Feed cows effectively and safely
Check your animals’ body condition score (BCS) now to see if they’re on track to reach target (5.0 for mixed-age cows and 5.5 for heifers) at calving. Cows with good condition can withstand the cold better, as the fat layer beneath their skin provides insulation. For lighter cows, consider once-a-day milking in autumn or drying off lighter cows early to minimise BCS gain needed in winter.
Armed with BCS information, create winter feed budgets for different mobs to reach BCS targets at calving.

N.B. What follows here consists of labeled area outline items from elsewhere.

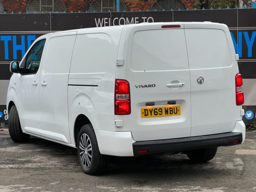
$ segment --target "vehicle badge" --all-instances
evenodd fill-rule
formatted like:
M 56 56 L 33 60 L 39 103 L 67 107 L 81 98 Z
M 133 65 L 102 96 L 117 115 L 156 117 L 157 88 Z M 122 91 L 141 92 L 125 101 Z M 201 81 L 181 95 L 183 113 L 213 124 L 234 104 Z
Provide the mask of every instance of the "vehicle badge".
M 204 82 L 204 78 L 202 76 L 199 76 L 197 78 L 197 81 L 198 84 L 201 85 Z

It’s not too late to finish your set-up of the crop paddock for grazing. Remember to:
- use a long crop face, allowing all cows to access feed at the same time
- place supplement now to minimise tractor movements during winter
- provide access to water throughout winter, including portable water troughs
- fence off critical source areas (CSAs) on sloping paddocks. CSAs are low-lying areas where run-off accumulates. Leave CSAs ungrazed, or graze them only when dry.
Reduce mud and run-off
To reduce pugging and surface run-off, consider:
- shifting break fencing once or twice daily, rather than every few days, to reduce trampling and feed wastage
- back-fencing and using a portable water trough to minimise animal movements and pugging
- having an area of dry ground for cows during very wet weather
- strategically grazing downhill on sloping paddocks, to minimise surface run-off into CSAs.
Consider cow welfare
It’s important to take care when transitioning cows on and off crops. Cows require a gradual increase in crop intake so the microbes in their rumen can adapt. Plan regular checks with your team to identify signs of illness, loss of BCS, lameness or down or lethargic cows, especially during the cows’ transition onto crop.
Lastly, cows need at least eight hours of lying time per day. This reduces their risk of lameness and stress, which leads to better overall welfare and BCS gain. Manage crop feeding to minimise pugging and use dry ground for cows to lie down on in adverse weather.